Nvidia Unveils Nemotron 3 Ultra at Computex as the Most Powerful American Open-Weight AI Model to Date

Nvidia CEO Jensen Huang took the stage at the Computex 2026 trade show in Taipei on Sunday, wearing his signature leather jacket to introduce the company’s latest and most ambitious contribution to the open-source artificial intelligence ecosystem: Nemotron 3 Ultra. Positioned as the flagship of the Nemotron 3 family, the new model represents the largest open-weight AI system ever produced by the American semiconductor giant. While the model has been verified as the most intelligent open-weight model currently built in the United States, its debut comes with a nuanced caveat: despite its significant leap in reasoning and speed, it still trails the leading open-weight offerings from Chinese laboratories in terms of raw cognitive performance.

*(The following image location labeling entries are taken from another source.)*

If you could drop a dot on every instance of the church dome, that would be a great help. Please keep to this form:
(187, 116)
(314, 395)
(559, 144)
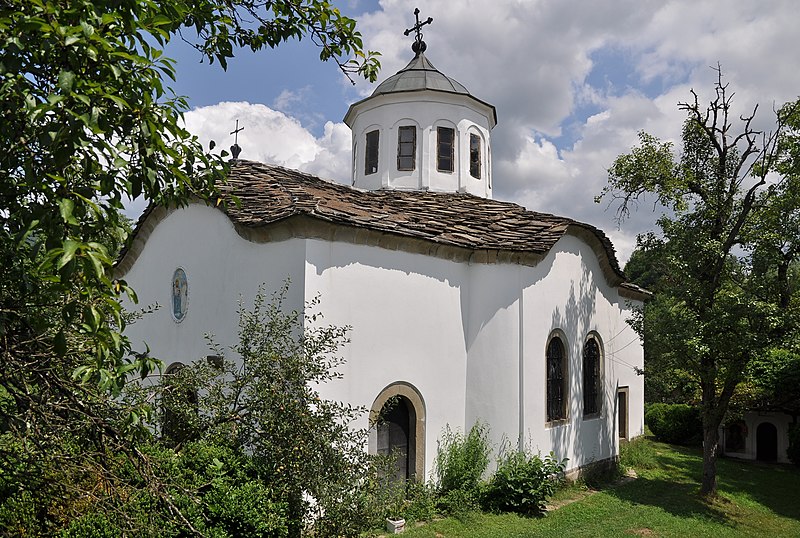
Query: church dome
(420, 74)
(422, 130)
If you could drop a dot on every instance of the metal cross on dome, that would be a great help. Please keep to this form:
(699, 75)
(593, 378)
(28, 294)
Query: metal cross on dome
(419, 45)
(235, 148)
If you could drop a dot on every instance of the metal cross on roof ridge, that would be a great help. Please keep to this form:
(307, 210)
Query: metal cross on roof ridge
(419, 44)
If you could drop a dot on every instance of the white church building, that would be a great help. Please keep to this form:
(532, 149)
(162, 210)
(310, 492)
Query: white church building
(466, 308)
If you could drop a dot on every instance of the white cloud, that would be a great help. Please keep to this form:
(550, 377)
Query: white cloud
(273, 137)
(573, 81)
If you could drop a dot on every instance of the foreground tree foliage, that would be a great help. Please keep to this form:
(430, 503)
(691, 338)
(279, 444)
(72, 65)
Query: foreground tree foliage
(725, 298)
(89, 122)
(260, 402)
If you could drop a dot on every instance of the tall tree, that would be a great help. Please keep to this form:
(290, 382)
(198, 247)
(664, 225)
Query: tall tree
(721, 296)
(88, 121)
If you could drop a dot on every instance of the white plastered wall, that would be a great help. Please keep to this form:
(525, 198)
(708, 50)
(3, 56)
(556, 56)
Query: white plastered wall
(469, 337)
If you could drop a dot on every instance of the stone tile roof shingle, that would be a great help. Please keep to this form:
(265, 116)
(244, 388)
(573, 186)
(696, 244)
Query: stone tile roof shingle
(270, 193)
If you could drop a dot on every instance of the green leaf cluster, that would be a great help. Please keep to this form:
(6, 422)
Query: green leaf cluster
(723, 267)
(89, 122)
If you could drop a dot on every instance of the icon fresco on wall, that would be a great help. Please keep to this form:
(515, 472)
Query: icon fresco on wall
(180, 294)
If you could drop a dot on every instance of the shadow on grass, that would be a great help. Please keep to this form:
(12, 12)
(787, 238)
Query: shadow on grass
(673, 485)
(773, 486)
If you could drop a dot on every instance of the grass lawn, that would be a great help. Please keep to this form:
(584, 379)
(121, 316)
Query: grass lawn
(755, 500)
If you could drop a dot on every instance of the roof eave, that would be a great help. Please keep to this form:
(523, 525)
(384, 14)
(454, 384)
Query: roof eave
(349, 117)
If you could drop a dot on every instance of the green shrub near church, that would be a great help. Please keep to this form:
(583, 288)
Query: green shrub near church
(523, 482)
(679, 424)
(793, 451)
(461, 461)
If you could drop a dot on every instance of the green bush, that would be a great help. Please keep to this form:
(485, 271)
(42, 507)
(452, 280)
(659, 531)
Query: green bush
(637, 454)
(462, 459)
(678, 424)
(523, 483)
(793, 452)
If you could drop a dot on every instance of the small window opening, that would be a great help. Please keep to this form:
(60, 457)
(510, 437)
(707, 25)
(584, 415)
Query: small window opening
(475, 156)
(406, 147)
(445, 147)
(178, 405)
(591, 377)
(371, 156)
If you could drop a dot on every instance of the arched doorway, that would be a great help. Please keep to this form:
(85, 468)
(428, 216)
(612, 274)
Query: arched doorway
(396, 436)
(766, 442)
(398, 419)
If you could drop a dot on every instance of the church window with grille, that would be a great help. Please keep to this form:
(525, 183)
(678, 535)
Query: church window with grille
(406, 147)
(371, 154)
(475, 156)
(591, 377)
(445, 148)
(556, 380)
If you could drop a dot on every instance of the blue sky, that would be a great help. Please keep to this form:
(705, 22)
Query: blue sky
(573, 81)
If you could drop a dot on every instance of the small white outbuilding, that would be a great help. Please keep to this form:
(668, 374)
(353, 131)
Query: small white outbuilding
(465, 308)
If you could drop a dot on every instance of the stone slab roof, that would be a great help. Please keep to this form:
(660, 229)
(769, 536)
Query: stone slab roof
(269, 194)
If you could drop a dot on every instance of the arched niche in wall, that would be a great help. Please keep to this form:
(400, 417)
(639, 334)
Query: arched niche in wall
(397, 417)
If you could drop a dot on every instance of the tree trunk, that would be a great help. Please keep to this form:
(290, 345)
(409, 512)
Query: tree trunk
(708, 486)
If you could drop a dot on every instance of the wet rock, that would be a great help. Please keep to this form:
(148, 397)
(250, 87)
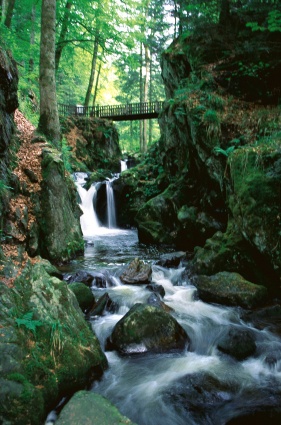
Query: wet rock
(238, 343)
(87, 407)
(104, 304)
(171, 260)
(83, 295)
(230, 289)
(137, 272)
(155, 300)
(268, 317)
(47, 349)
(58, 213)
(80, 276)
(157, 289)
(147, 329)
(204, 399)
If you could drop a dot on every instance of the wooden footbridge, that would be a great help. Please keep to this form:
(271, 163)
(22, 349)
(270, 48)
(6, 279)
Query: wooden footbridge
(128, 112)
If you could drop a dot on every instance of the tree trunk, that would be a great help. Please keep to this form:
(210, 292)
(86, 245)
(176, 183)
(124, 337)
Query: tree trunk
(49, 118)
(145, 92)
(9, 14)
(150, 100)
(93, 70)
(96, 85)
(64, 28)
(32, 36)
(141, 98)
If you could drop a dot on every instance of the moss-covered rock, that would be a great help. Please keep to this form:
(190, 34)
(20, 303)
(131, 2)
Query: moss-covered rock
(47, 347)
(58, 213)
(94, 143)
(230, 289)
(147, 328)
(87, 407)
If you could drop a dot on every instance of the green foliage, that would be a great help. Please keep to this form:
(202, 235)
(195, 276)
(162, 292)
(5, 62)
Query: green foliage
(226, 152)
(273, 22)
(66, 155)
(212, 123)
(27, 321)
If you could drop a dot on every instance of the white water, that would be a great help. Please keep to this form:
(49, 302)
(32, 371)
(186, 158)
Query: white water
(145, 387)
(111, 215)
(89, 221)
(123, 165)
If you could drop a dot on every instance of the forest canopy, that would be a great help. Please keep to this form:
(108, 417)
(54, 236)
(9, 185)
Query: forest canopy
(108, 51)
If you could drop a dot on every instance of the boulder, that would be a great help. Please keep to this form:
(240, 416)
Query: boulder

The release of Nemotron 3 Ultra is a cornerstone of Nvidia’s broader strategy to democratize high-performance AI while simultaneously driving demand for its data center hardware. The model features a massive 550 billion total parameters, yet it utilizes a sophisticated Mixture-of-Experts (MoE) architecture that allows it to run on only 55 billion active parameters at any single moment. This design choice is intended to balance the immense knowledge capacity of a large-scale model with the operational efficiency required for enterprise-grade deployment.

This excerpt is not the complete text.